Mas a verdade é que também ninguém nos ensina a lidar com as emoções nem a expressá-las convenientemente, especialmente relativamente às negativas ou mais desagradáveis.
Desde muito pequenos que nos habituamos a ouvir: “Deixa lá!”; “Já passou!”; “Não precisas ficar triste!”; e a minha favorita “Engole já esse choro!”. Para os pais é muito difícil gerir as emoções “grandes” de seres mais pequeninos, quando não sabem nem aprenderam a gerir as suas próprias emoções. Para o adulto é mais fácil travar (muitas vezes porque não aprendeu de outra forma) a emoção da criança na hora, do que a acolher e ajudar a conter, tornando-se co-regulador das emoções do filho até que este aprenda a se auto-regular. Assim, perpetua-se o ciclo de má gestão emocional, pois transmitimos às crianças que ter e sentir emoções negativas e desagradáveis é “mau” e essas emoções devem ser eliminadas. Essas crianças crescem, tornam-se adultos que estão desconectados das suas próprias emoções e que vão ter filhos e o ciclo repete-se novamente. O maior risco para a nossa saúde mental é mesmo esta desconexão com as nossas emoções, é esta desconexão connosco próprios.

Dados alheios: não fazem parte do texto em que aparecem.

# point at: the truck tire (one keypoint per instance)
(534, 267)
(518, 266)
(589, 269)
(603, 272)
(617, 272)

Aprender a gerir as emoções de todo o espectro de emoções humanas, acolhendo-as, contendo-as, processando-as e depois libertando-as/expressando-as é fundamental para vivermos bem connosco e com os outros, em família e em sociedade.

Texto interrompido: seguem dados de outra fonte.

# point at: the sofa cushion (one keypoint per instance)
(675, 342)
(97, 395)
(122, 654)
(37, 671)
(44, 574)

Ser optimista e pensar positivo, focando-nos no positivo e nas coisas boas da vida é diferente de tentar “abafar” ou reprimir ou não querer sentir emoções negativas/desagradáveis.

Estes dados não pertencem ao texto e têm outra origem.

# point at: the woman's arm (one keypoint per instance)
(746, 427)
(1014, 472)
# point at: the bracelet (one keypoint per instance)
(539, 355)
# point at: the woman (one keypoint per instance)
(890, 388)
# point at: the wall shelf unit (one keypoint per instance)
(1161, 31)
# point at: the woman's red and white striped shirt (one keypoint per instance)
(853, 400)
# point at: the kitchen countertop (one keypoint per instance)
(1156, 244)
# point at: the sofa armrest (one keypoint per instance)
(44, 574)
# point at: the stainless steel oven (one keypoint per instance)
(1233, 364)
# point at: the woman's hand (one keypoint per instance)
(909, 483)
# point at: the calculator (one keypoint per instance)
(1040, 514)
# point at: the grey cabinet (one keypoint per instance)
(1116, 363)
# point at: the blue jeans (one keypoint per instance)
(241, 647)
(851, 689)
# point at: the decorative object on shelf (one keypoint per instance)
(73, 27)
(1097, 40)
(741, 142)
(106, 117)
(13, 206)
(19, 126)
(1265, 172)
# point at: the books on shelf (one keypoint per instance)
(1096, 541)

Desta forma, a positividade torna-se tóxica quando em excesso e quando escolhemos ignorar emoções negativas porque não sabemos lidar com elas ou porque achamos que não é suposto senti-las. Para tudo na vida tem de haver um equilíbrio. Por isso vamos ser positivos sim, procurar o lado bom das coisas, mas também vamos permitir-nos viver e experienciar todo o leque de emoções humanas, para que tenhamos a liberdade e a consciência de um dia dizer ” Eu hoje estou triste, mas está tudo bem com isso (reconhecer, aceitar, acolher, expressar). Amanhã é outro dia e terei oportunidade de sentir outras coisas!”